His son Donnell said it was chaotic in their home at times, but Mr. Carroll believed that if children were given something to do, they would give back in return.

Through the Gray Youth Club, he set up baseball and softball leagues, a skating rink during the winter and Wednesday night dances during the summer. The club allowed all of the children who tried out to be placed on teams and given a chance to play.

“He seemed to have a way with kids,” Burnell said. “He was there and kids came first.”

Coaching baseball while his sons played, Mr. Carroll named the team the Twins, with uniforms of green and gold for their Irish heritage. His son remembers using his father’s baseball glove when he started playing.

“I remember catching my first line drive in that glove,” he said, and the pain when the ball hit the mitt.

During the winter, the outfield of the baseball diamond was flooded for a skating rink.

Donnell Carroll remembers his father asking the “big bully in town” to ensure that bullying didn’t occur on the ice rink. His father’s initiative helped that “bully” become a community- oriented man.

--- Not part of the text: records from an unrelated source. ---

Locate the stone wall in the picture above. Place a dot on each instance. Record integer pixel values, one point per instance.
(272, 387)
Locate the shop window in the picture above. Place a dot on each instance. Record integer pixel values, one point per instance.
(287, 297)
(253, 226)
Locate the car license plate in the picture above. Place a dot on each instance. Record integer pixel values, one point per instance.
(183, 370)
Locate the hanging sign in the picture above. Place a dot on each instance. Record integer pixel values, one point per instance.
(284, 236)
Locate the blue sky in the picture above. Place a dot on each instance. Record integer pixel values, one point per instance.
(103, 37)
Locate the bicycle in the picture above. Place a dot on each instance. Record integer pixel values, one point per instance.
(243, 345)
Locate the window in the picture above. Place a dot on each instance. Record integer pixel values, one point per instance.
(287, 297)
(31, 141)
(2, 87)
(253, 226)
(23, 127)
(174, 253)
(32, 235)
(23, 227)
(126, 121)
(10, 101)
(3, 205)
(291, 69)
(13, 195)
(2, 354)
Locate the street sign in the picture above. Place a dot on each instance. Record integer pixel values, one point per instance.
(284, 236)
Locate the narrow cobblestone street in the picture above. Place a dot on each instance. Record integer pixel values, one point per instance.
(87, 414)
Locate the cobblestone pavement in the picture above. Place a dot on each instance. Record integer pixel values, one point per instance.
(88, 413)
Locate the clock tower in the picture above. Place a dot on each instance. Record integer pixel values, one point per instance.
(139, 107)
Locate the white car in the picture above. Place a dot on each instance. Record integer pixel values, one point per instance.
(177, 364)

As his children grew up and built their own families, Mr. Carroll kept his way with children. Burnell said he had nicknames for all of his grandchildren and great-grandchildren.

After learning of his death, his great-granddaughter asked her mother, “Who’s going to call me Spike now?”

“He was one of those that had a nickname for everyone,” Burnell said, adding that Spike came from how his great-granddaughter’s hair would stick up when she was a baby.

Mr. Carroll took great pride in his Irish heritage and often wore something green. His son said that every St. Patrick’s Day, his father would wear a green plastic derby and tie.

The family would gather for a large dinner with Irish breads and other holiday traditions.

“This year will be different, but there will be singing and dancing in the memory of my dad,” his son said.